Plensa invade Francia
Saint-Etienne y la abadía de Fontfroide exhiben todo el verano obras del artista
Cada vez resulta más fácil encontrarse con un trabajo de Jaume Plensa en territorio francés, como su última obra, el Bosque blanco, un diálogo entre arquitectura patrimonial y arte contemporáneo instalado en la abadía de Fontfroide, en la región del Languedoc.
Laure, Isabella, Duna, Lou y Sanna son los árboles personalizados que dejan ver el Bosque blanco, de Jaume Plensa. Esos árboles escultura, blancos, de bronce con pátina, son retratos que no pretenden ser realistas (“si los ojos están cerrados –explica Plensa– es para subrayar mejor la voz interior, el alma que habita la oscuridad de nuestro cuerpo”) y componen la Forêt blanche, título de la obra del escultor barcelonés. El conjunto forma parte, hasta septiembre, del sexto “diálogo entre arquitectura patrimonial y arte contemporáneo” de la abadía de Fontfroide, familiar también a Jordi Savall, que tiene allí una de sus residencias musicales, y uno de los diez espacios del Languedoc que acogen desde hace seis años estos “contrapuntos entre tradición y modernidad”.
Pero Plensa, como un dios laico, está en todas partes, aunque su discreción personal sea inversamente proporcional a la invasiva presencia de sus obras, incorporadas al paisaje urbano francés en ciudades como Antibes, Burdeos o Niza.
Así, mientras en la librería Lelong, junto a la galería parisina del mismo nombre –que lo representa también en Nueva York–, era presentado un catálogo suyo, casi simultáneamente, en la Escuela Superior de Bellas Artes de París, de la que fue profesor, Dom Ruinart, la otra gran casa de champán heredera de un monje, la misma que en el siglo XIX encargaba sus carteles al checo Alfons Mucha, presentaba un espectacular personaje Plensa.
La pieza, imponente, representa a un hombre, sentado y en meditación, cuyo cuerpo se compone de letras y caracteres de acero tiradas de ocho alfabetos: árabe, latín, griego, hindi, hebreo, chino, japonés y ruso.
Dom Ruinart, que en los últimos once años, al ritmo de ferias como Basel o Hong Kong, encargó distintas obras a Maarten Baas, India Mahdaví o Erwin Olaf, rendía en este caso “homenaje a Thierry Ruinart (1657-1709), el monje benedictino autor de obras sobre la historia del arte o la inteligencia y transmisión de las santas escrituras”.
Plensa, en un vernissage que tendía más a la ebriedad del cuerpo que a la del alma, explicó que su trabajo profundizaba “en la condición biológica del lenguaje porque, para mí, las letras forman células que permiten ensamblar palabras”.
Pocos días después el marco era más austero: el artista ocupaba, con dibujos y esculturas inéditos, la sala central del museo de arte moderno y contemporáneo de Saint-Etienne.

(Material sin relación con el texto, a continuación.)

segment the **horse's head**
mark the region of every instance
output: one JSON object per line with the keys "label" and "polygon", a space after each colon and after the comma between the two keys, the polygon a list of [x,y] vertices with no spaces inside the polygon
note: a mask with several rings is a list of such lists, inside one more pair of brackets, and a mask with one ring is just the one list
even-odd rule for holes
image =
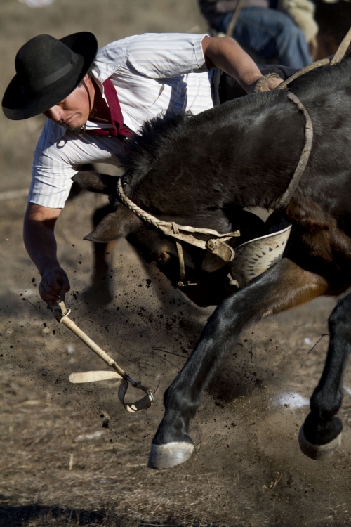
{"label": "horse's head", "polygon": [[[93,171],[81,171],[74,181],[91,192],[109,196],[112,212],[96,228],[84,237],[95,243],[107,243],[125,238],[138,252],[145,262],[156,266],[176,286],[179,281],[180,265],[175,240],[147,224],[118,200],[117,178]],[[179,216],[161,215],[159,219],[180,221]],[[183,224],[186,221],[181,222]],[[207,227],[213,225],[209,223]],[[233,238],[234,242],[235,238]],[[226,277],[227,266],[211,258],[206,251],[182,242],[187,282],[182,291],[199,306],[216,305],[232,292]],[[190,285],[191,284],[191,285]]]}

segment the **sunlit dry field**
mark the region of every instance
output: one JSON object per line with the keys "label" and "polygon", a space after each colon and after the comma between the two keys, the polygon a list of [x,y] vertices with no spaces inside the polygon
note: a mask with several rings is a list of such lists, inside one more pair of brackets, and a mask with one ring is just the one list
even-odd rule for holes
{"label": "sunlit dry field", "polygon": [[[40,32],[61,37],[90,30],[102,46],[138,32],[206,30],[194,0],[56,0],[41,9],[2,0],[0,13],[1,93],[18,48]],[[0,192],[18,192],[0,202],[1,527],[350,525],[350,367],[340,450],[313,462],[297,441],[327,336],[313,346],[328,332],[336,299],[319,299],[249,330],[192,422],[191,460],[168,471],[148,469],[163,393],[214,308],[187,301],[124,240],[109,255],[113,299],[102,304],[89,294],[92,247],[82,238],[105,201],[81,193],[67,203],[57,228],[72,285],[67,303],[76,323],[150,386],[156,401],[133,415],[117,399],[118,381],[70,384],[72,372],[106,368],[40,301],[39,277],[23,247],[24,194],[43,119],[10,122],[1,115],[0,122]]]}

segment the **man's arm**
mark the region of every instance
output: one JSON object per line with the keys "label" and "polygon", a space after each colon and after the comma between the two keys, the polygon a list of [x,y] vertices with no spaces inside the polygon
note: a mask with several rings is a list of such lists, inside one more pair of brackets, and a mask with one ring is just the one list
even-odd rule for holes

Según Lóránd Hegyi, historiador del arte y comisario de la exposición, las esculturas, “especialmente creadas para este espacio, sintetizan la producción del artista en los últimos tres a cuatro años, al mismo tiempo que desvelan discretamente su nueva orientación estética”.
¿La tendencia? “Creo que Plensa se dirige hacia una práctica escultórica más íntima, sutil y poética, que multiplica las posibles interpretaciones”. La gran transformación, de acuerdo con Hegyi, es visible en la muestra de Saint-Etienne. “Radica en que sin renunciar a ese cuestionamiento constante de la obra en marcha, en la práctica, y durante los últimos años, lo que parece imponerse es la carga emocional de sus creaciones”.

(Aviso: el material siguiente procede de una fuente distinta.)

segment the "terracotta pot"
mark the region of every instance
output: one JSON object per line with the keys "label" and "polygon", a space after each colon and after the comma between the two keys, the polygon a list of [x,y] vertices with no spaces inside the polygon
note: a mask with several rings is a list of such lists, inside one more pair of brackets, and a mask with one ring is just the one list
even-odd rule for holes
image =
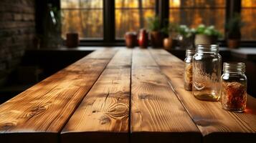
{"label": "terracotta pot", "polygon": [[66,45],[69,48],[77,47],[79,44],[79,38],[77,33],[67,33]]}
{"label": "terracotta pot", "polygon": [[194,44],[213,44],[217,41],[217,36],[210,36],[204,34],[196,34],[194,39]]}
{"label": "terracotta pot", "polygon": [[163,36],[160,31],[151,31],[151,40],[153,47],[162,47],[163,46]]}
{"label": "terracotta pot", "polygon": [[227,47],[229,49],[237,49],[240,44],[240,39],[227,39]]}
{"label": "terracotta pot", "polygon": [[171,37],[163,39],[163,49],[170,51],[174,46],[175,41]]}
{"label": "terracotta pot", "polygon": [[189,37],[186,37],[183,35],[179,35],[177,37],[178,44],[181,49],[186,49],[194,46],[194,36],[192,35]]}
{"label": "terracotta pot", "polygon": [[147,48],[148,43],[148,34],[146,29],[142,29],[140,30],[138,39],[138,45],[141,48]]}
{"label": "terracotta pot", "polygon": [[133,48],[137,45],[137,34],[136,32],[126,32],[125,39],[127,47]]}

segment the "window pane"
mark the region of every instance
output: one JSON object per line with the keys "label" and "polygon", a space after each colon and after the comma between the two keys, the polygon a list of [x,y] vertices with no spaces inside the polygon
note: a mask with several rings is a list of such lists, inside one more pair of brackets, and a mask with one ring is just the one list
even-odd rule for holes
{"label": "window pane", "polygon": [[169,0],[170,7],[222,7],[225,6],[223,0]]}
{"label": "window pane", "polygon": [[137,31],[141,27],[146,28],[146,19],[153,16],[153,9],[143,10],[141,16],[138,9],[116,9],[115,37],[123,38],[126,31]]}
{"label": "window pane", "polygon": [[241,29],[242,40],[256,40],[256,0],[242,1],[242,20],[245,26]]}
{"label": "window pane", "polygon": [[215,28],[224,34],[224,9],[171,9],[171,22],[185,24],[191,28],[196,28],[199,24],[214,25]]}
{"label": "window pane", "polygon": [[103,0],[62,0],[62,36],[77,32],[80,39],[103,38]]}
{"label": "window pane", "polygon": [[154,16],[155,1],[115,0],[115,37],[123,38],[126,31],[147,28],[146,19]]}
{"label": "window pane", "polygon": [[196,28],[199,24],[214,25],[224,34],[225,1],[169,0],[170,22]]}
{"label": "window pane", "polygon": [[61,0],[62,9],[103,8],[103,0]]}

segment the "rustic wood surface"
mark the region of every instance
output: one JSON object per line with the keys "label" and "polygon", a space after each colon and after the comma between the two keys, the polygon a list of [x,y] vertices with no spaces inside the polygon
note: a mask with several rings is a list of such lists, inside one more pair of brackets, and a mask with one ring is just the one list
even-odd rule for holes
{"label": "rustic wood surface", "polygon": [[131,142],[199,142],[201,133],[147,49],[133,54]]}
{"label": "rustic wood surface", "polygon": [[108,57],[99,59],[96,57],[102,54],[93,53],[0,105],[0,141],[56,142],[59,132],[116,52],[115,49],[104,51]]}
{"label": "rustic wood surface", "polygon": [[62,132],[69,142],[128,142],[132,50],[110,61]]}
{"label": "rustic wood surface", "polygon": [[244,113],[184,89],[163,49],[102,49],[0,105],[0,142],[255,142]]}
{"label": "rustic wood surface", "polygon": [[[183,61],[163,50],[151,50],[162,72],[203,135],[204,142],[255,142],[256,100],[248,95],[245,113],[222,109],[220,102],[199,101],[184,89]],[[164,59],[164,61],[163,61]]]}

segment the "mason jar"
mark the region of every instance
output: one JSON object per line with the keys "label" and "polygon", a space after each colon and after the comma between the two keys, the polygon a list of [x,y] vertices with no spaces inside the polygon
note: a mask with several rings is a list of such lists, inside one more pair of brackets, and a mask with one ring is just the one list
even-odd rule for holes
{"label": "mason jar", "polygon": [[242,62],[224,63],[222,76],[221,102],[224,109],[242,112],[247,100],[245,64]]}
{"label": "mason jar", "polygon": [[220,98],[222,57],[219,45],[197,45],[193,56],[192,93],[198,99],[218,101]]}
{"label": "mason jar", "polygon": [[185,61],[185,70],[184,70],[184,89],[188,91],[192,90],[192,74],[193,74],[193,66],[192,59],[195,53],[195,50],[193,49],[186,50]]}

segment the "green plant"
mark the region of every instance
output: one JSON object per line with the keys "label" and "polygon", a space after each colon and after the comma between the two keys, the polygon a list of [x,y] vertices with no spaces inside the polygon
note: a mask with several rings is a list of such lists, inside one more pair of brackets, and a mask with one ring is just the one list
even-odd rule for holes
{"label": "green plant", "polygon": [[204,34],[209,36],[221,37],[222,34],[215,29],[214,26],[212,25],[206,26],[204,24],[200,24],[195,30],[195,33],[197,34]]}
{"label": "green plant", "polygon": [[229,19],[225,26],[227,30],[227,36],[229,39],[240,39],[241,37],[240,29],[244,26],[239,14]]}
{"label": "green plant", "polygon": [[189,29],[186,25],[174,25],[174,29],[185,37],[191,37],[194,34],[194,29]]}
{"label": "green plant", "polygon": [[175,23],[169,23],[168,21],[166,22],[168,24],[164,25],[163,27],[161,29],[161,31],[165,35],[171,35],[171,33],[176,32],[176,29],[177,24]]}
{"label": "green plant", "polygon": [[161,31],[160,19],[158,16],[148,18],[148,29],[151,31]]}

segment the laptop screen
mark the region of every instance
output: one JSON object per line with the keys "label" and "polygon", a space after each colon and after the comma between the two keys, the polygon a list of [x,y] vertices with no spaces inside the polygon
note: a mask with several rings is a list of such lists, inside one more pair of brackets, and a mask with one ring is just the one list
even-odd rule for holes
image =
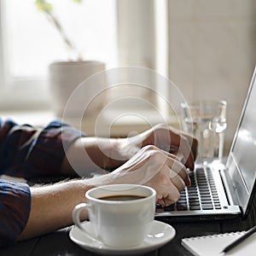
{"label": "laptop screen", "polygon": [[243,212],[256,178],[256,68],[228,160],[228,170]]}

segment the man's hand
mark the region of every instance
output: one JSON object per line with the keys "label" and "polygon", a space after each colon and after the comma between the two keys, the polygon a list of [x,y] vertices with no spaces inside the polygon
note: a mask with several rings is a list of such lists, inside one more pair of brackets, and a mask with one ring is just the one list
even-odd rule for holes
{"label": "man's hand", "polygon": [[157,192],[157,203],[162,205],[176,202],[179,192],[190,186],[187,169],[177,156],[152,145],[143,147],[123,166],[102,178],[105,178],[103,183],[150,186]]}

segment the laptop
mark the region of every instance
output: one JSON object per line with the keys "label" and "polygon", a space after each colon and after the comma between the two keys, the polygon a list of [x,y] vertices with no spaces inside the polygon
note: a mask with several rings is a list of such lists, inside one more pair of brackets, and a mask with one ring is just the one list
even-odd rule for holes
{"label": "laptop", "polygon": [[175,220],[246,218],[256,192],[256,67],[226,164],[195,164],[192,185],[156,218]]}

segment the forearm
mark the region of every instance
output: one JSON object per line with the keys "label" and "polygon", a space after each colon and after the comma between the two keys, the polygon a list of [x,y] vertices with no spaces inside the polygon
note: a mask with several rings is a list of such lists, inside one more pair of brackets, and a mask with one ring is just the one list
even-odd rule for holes
{"label": "forearm", "polygon": [[[18,240],[28,239],[71,225],[74,207],[84,202],[85,192],[92,188],[83,180],[31,188],[30,215]],[[87,218],[87,212],[81,216]]]}
{"label": "forearm", "polygon": [[127,145],[129,143],[125,138],[79,138],[66,152],[61,172],[69,174],[71,170],[74,170],[80,174],[98,169],[117,168],[139,150]]}

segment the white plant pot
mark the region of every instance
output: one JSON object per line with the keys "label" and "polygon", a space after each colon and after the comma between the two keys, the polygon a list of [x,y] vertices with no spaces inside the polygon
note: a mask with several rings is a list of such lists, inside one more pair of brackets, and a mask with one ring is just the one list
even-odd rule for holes
{"label": "white plant pot", "polygon": [[49,65],[52,109],[56,116],[79,118],[102,108],[106,80],[101,61],[63,61]]}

Caballero de las Artes desde 1993, Premio Velázquez dos décadas más tarde, Plensa, que también firmó escenografías para la Opera Bastille y para Garnier, forma parte del panorama artístico de Francia desde hace más de un cuarto de siglo.

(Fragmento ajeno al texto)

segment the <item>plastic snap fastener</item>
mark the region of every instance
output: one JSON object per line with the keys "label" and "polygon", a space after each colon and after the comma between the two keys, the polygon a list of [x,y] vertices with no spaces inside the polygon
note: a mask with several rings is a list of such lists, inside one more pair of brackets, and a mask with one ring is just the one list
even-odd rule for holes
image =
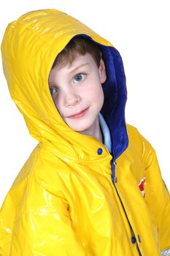
{"label": "plastic snap fastener", "polygon": [[103,153],[103,149],[101,148],[98,148],[97,154],[101,154]]}
{"label": "plastic snap fastener", "polygon": [[136,241],[136,238],[135,238],[134,236],[132,236],[132,238],[131,238],[131,242],[132,242],[132,244],[135,244]]}

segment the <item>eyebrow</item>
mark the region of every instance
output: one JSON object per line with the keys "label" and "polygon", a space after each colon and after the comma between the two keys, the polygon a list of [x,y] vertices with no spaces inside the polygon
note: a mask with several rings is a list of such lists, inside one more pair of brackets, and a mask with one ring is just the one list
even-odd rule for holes
{"label": "eyebrow", "polygon": [[71,71],[70,71],[70,73],[73,73],[74,71],[76,71],[76,70],[78,69],[79,68],[80,68],[80,67],[83,67],[83,66],[88,65],[88,64],[89,64],[89,63],[85,63],[85,64],[82,64],[82,65],[80,65],[80,66],[75,67],[74,69],[71,70]]}

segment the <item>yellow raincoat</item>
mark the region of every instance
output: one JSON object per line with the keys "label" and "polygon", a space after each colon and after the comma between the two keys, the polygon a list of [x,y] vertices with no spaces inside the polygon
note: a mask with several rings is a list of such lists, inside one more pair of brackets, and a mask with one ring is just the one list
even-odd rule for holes
{"label": "yellow raincoat", "polygon": [[[111,154],[64,123],[49,91],[53,63],[76,35],[94,40],[103,53],[107,80],[101,113]],[[46,10],[10,23],[1,52],[12,98],[39,143],[2,205],[0,255],[168,255],[169,195],[154,149],[125,123],[117,50],[77,20]]]}

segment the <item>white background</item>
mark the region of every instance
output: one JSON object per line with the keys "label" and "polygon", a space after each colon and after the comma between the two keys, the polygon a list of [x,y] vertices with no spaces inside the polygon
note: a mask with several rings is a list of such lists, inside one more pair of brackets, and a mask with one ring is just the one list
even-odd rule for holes
{"label": "white background", "polygon": [[[155,148],[170,189],[170,7],[159,0],[5,0],[0,40],[7,24],[31,10],[55,8],[77,18],[120,51],[127,80],[126,121]],[[0,62],[0,205],[37,142],[12,102]]]}

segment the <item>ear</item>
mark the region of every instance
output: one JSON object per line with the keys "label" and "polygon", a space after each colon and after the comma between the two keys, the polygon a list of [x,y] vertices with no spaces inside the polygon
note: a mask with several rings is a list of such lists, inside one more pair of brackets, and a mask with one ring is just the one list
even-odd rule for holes
{"label": "ear", "polygon": [[107,74],[106,74],[106,69],[105,69],[105,64],[103,59],[101,59],[98,70],[99,70],[101,83],[104,83],[107,80]]}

Pero lo mismo podrían decir en Inglaterra, Berlín, Bruselas o Chicago. Lo paradójico es que de la misma manera en que el individuo Plensa se adapta fácilmente a distintos medios, sus personajes espectaculares son rápidamente adoptados por el paisaje en el que se insertan. Hasta el punto de haber suscitado el gesto de mecenas, para donarlos a la ciudad que amenaza mono cuando termina su exposición y provocó incluso el mecenazgo colectivo en Burdeos y Niza, en ambos casos para conservar una obra suya en espacio céntrico.